DP2: Provide a hybrid consent mechanism in B2C data ecosystems as the enabler of usability and automation, allowing data subjects to shift required manual interactions with the system to a deputy actor, while the scope of the attributable interactions depends on the applicable jurisdiction. Rationale: Participating in human-centric B2C data ecosystems inevitably requires the data subjects to extensively engage with the system. Due to the multitude and complexity of manual interactions, one can assume that humans’ processing capacities, convenience, and digital competencies will by far be exceeded (Bester et al. 2016). Thus, the provision of usability is decisive in B2C data ecosystems, making automation of PD processing crucial. This implies a broad consent of data subjects, begging the question of the system’s legal compliance. Taking European data law as our legal lens, consent can only be formulated broadly for situations not requiring a specific consent. This entails a hybrid nature of the consent mechanisms that have to be integrated in human-centric B2C data ecosystems. Based on their (use case) specific architectures, one must derive and well-define the particular activity types the data subjects can possibly engage in. These activity types, respectively the system architecture, should be designed to maximize situations allowing for broad consents, while requiring specific consent only for a few dedicated interactions that are crucial for humans’ data sovereignty. Regardless of the exact nature of the hybrid consent model, “sufficiently tight” appropriation of broad consents must always be ensured. In principle, human-centric B2C data ecosystems must find an equilibrium between automation and self-determination, while data sovereignty must never be curtailed (e.g., revocable broad consents). Initial suggestions for hybrid consent mechanisms are provided by, e.g., Geller et al. (2022), albeit limited to the clinical context.

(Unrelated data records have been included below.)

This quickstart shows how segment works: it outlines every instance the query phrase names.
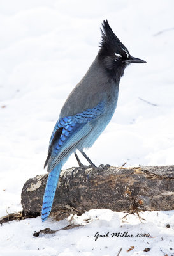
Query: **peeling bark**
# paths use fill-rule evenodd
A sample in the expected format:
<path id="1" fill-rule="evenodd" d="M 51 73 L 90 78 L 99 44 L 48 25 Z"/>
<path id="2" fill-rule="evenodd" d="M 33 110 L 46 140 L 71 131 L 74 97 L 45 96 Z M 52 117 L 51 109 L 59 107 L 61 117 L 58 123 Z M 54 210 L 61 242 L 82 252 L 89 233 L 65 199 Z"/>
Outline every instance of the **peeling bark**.
<path id="1" fill-rule="evenodd" d="M 48 175 L 29 179 L 22 191 L 24 215 L 41 214 Z M 174 209 L 174 166 L 100 166 L 62 170 L 51 215 L 57 220 L 92 209 L 112 211 Z"/>

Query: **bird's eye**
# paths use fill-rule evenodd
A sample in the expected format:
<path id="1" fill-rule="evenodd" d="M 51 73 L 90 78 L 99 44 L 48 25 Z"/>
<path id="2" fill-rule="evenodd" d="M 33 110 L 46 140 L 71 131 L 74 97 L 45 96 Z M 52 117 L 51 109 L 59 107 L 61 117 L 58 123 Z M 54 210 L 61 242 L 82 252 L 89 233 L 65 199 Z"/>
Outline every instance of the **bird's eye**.
<path id="1" fill-rule="evenodd" d="M 118 53 L 115 53 L 115 61 L 119 61 L 122 59 L 122 56 Z"/>

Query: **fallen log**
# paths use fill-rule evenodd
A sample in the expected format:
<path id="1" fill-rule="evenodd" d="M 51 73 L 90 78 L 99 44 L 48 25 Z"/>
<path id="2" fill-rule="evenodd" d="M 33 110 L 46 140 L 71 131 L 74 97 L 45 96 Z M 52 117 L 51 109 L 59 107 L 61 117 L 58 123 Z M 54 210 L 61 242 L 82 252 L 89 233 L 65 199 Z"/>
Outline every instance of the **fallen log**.
<path id="1" fill-rule="evenodd" d="M 48 174 L 29 179 L 22 191 L 24 216 L 41 214 Z M 116 212 L 174 209 L 174 166 L 100 166 L 62 170 L 51 216 L 57 220 L 92 209 Z"/>

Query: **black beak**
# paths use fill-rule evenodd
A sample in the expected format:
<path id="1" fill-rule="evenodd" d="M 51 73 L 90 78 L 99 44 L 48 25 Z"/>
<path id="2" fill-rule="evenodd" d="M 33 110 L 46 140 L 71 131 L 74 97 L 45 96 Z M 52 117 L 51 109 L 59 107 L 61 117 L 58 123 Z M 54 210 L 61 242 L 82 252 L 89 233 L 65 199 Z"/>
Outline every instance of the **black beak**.
<path id="1" fill-rule="evenodd" d="M 126 63 L 146 63 L 143 60 L 138 59 L 138 58 L 129 56 L 129 59 L 125 60 Z"/>

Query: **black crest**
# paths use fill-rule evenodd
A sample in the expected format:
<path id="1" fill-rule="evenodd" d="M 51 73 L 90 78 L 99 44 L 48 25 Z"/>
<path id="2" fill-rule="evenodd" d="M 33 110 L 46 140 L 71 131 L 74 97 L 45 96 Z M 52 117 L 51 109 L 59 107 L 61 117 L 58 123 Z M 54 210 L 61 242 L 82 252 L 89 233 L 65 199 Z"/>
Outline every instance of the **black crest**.
<path id="1" fill-rule="evenodd" d="M 117 53 L 127 58 L 129 55 L 127 49 L 119 40 L 110 28 L 108 20 L 102 24 L 101 42 L 99 52 L 102 55 Z"/>

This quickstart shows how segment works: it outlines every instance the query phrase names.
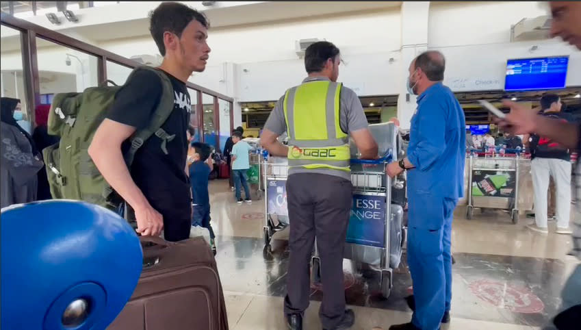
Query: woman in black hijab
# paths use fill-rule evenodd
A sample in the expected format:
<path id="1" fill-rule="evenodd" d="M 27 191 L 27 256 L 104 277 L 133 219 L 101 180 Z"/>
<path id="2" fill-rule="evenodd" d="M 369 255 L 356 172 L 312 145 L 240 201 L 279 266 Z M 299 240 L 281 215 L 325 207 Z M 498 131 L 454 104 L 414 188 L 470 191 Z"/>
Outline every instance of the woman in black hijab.
<path id="1" fill-rule="evenodd" d="M 0 207 L 36 200 L 36 173 L 42 161 L 30 134 L 14 118 L 20 109 L 20 100 L 0 99 Z"/>

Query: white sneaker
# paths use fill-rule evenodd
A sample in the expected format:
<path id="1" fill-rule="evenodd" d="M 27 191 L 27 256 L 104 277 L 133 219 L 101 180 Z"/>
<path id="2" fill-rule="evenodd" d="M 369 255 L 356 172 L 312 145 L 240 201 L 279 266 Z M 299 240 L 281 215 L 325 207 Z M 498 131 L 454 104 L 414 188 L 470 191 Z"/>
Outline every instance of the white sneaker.
<path id="1" fill-rule="evenodd" d="M 530 225 L 527 225 L 526 227 L 528 228 L 529 229 L 532 230 L 532 231 L 537 231 L 537 233 L 549 233 L 549 230 L 547 229 L 546 227 L 538 227 L 536 223 L 532 223 Z"/>
<path id="2" fill-rule="evenodd" d="M 569 227 L 567 228 L 557 228 L 557 230 L 555 231 L 557 233 L 561 233 L 563 235 L 571 235 L 573 233 L 573 231 L 569 229 Z"/>

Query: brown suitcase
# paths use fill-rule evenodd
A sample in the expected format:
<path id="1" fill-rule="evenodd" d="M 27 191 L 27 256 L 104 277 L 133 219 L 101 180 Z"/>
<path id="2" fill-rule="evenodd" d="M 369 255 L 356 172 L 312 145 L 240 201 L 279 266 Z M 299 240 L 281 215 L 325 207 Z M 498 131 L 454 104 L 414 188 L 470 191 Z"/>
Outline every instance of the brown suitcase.
<path id="1" fill-rule="evenodd" d="M 141 237 L 143 271 L 111 330 L 227 330 L 216 260 L 202 238 Z"/>

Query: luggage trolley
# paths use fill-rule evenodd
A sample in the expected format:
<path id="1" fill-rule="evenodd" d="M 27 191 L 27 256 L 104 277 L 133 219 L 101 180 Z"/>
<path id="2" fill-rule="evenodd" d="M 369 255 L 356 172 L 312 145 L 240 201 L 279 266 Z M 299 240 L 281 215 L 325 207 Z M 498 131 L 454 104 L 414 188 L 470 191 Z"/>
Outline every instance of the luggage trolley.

DP3: Provide a data governance framework in B2C data ecosystems that comprises a technically enforceable usage control structure which grants to the data subject ownership-like rights to inserted data, while entailing impermeable system boundaries to support data security. Rationale: Since data subjects must always be in charge of all processing activities related to their data, B2C data ecosystems must enforce usage control technically. This entails the restriction that PD do not pass system boundaries on the data demand side. Technical enforcement of usage control is crucial because data subjects seldom have both the digital literacy and the willingness to trace all their datasets shared with data consumers in the system for checking conducted data processing against mutually agreed usage terms. The integrated usage control must allow data processing while usage restrictions are in place and technically enforced. To this end, B2C data ecosystems require secure runtime and execution environments for PD processing that also shield the actual content data from data consumers’ access. In these environments, the processing of PD must always be subject to well-defined processing purposes authorized by the data subjects (i.e., usage policies). To ensure effective processing and utilization of PD, data subjects must be limited by their possibilities to specify such usage policies themselves (i.e., via standardized licenses). Otherwise, the heterogeneity of usage policies attached to various datasets in the ecosystem is very likely to preclude most data processing activities. In this context, data apps are an already applied method to implement largely standardized processing operations in data ecosystems, e.g., Gaia-X and IDS. However, there are no examples in practice yet for binding them to a limited and pre-defined set of well-defined usage purposes with respect to PD processing (appropriation). Besides the approach to data apps, as leveraged in the RSA, DP3 may also be addressed by methods like compute-to-data (i.e., the algorithm/data app is sent to distributed data suppliers who return the data product) and federated learning (i.e., machine learning in distributed systems and subsequent accumulation of results).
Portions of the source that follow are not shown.